A key component of Innovate Alabama is improving business owners and startups access to venture capital, and at a time when inflationary and recession worries are drying up potential investors nationwide.

Fast Company reported a dismal 2023 for venture capital, with startups in the U.S. having raised $126 billion through the year’s first three quarters. That’s well below the $195 billion at the same time last year, and significantly behind the $239 billion raised during the first nine months of 2021.

But on Thursday, members of Innovate Alabama were touting work done to improve the state’s investment possibilities for visionary entrepreneurs.

Innovate Alabama CEO Cynthia Crutchfield said a “huge focus” of the work done in the past year by the organization has been about improving access to capital.

Currently, Innovate Alabama has a supplemental grant program that has already awarded $10 million to 50 small businesses in nine cities. Eleven of those businesses are women or minority-owned. There’s also $25 million in tax credits for rural and underrepresented small businesses, and another $10 million awarded through the Innovate Alabama Network.

Miller Girvin with the Economic Development Partnership of Alabama (EDPA) said the supplemental grant program has helped create about 200 jobs within the last 12 months.

“That’s pretty awesome, to start this program from virtually nothing,” she said.

Other outreaches involve allowing out-of-state businesses to apply for grants, provided they relocate offices to Alabama and the majority of their leadership and workforce resides in the state.

One outlet for funding is the State Small Business Credit Initiative (SSBCI), which offers roughly $98 million in federal funding to small businesses. Crutchfield called the program “daunting” in terms of the complexity in getting it off the ground next year, but that it could sustain Alabama’s business ecosystem for many years to come.

One person who can testify to the effect grants can have on his business is Mark Froehlich, CEO of Birmingham’s Analytical AI, a company using artificial intelligence in security applications for government and private companies.

His company received two grants, which he said allowed him to hire an additional two Alabama-based AI engineers before his firm might otherwise be able to afford them.

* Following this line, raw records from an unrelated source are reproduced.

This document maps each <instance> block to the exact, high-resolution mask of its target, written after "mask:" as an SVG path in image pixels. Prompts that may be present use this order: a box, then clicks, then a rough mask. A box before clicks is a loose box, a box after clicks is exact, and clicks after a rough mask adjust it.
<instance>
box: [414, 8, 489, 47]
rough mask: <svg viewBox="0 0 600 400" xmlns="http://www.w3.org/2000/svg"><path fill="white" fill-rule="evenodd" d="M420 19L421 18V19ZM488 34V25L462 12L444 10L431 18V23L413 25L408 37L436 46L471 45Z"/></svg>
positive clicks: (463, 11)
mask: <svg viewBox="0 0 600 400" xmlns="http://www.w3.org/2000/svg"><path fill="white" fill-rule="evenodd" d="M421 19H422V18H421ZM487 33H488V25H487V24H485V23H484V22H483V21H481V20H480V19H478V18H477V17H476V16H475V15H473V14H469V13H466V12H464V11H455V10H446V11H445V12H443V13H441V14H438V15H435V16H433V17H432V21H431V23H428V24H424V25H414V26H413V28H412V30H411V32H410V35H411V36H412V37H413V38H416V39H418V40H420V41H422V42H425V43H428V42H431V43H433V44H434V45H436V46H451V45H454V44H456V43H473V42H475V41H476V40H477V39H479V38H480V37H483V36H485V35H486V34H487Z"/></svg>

“That allowed us to compete for a $20 million contract, the largest in our four-year company history,” he said. “We could not have done it without them.”

Former Secretary of State Condoleeza Rice, a member of the Alabama Innovation Commission who attended Thursday’s meeting, asked if the venture capital landscape was shifting. Companies anxious to flee China or relocate capital are looking to other locations besides California, New York and Massachusetts, she said.

While that’s true, organizers said Alabama may have more success with early stage innovators.

Realistically, none of Alabama’s current funding totals are going to make California nervous. San Francisco, Oakland and Silicon Valley still account for $15.2 billion, or 41%, of the nation’s venture investments, according to the San Francisco Standard.

But programs like SSBCI are aimed at expanding the number of lenders and “infusing capital in high growth innovative companies that will hire in Alabama, build in Alabama and create wealth in Alabama,” said Rodney Sampson with the program.

“Our goal is to achieve through the program at least 3X return in term of portfolio construction, and all those profits stay with Innovate Alabama,” he said, which might mean a swelling, self-sustaining eco-system of opportunity.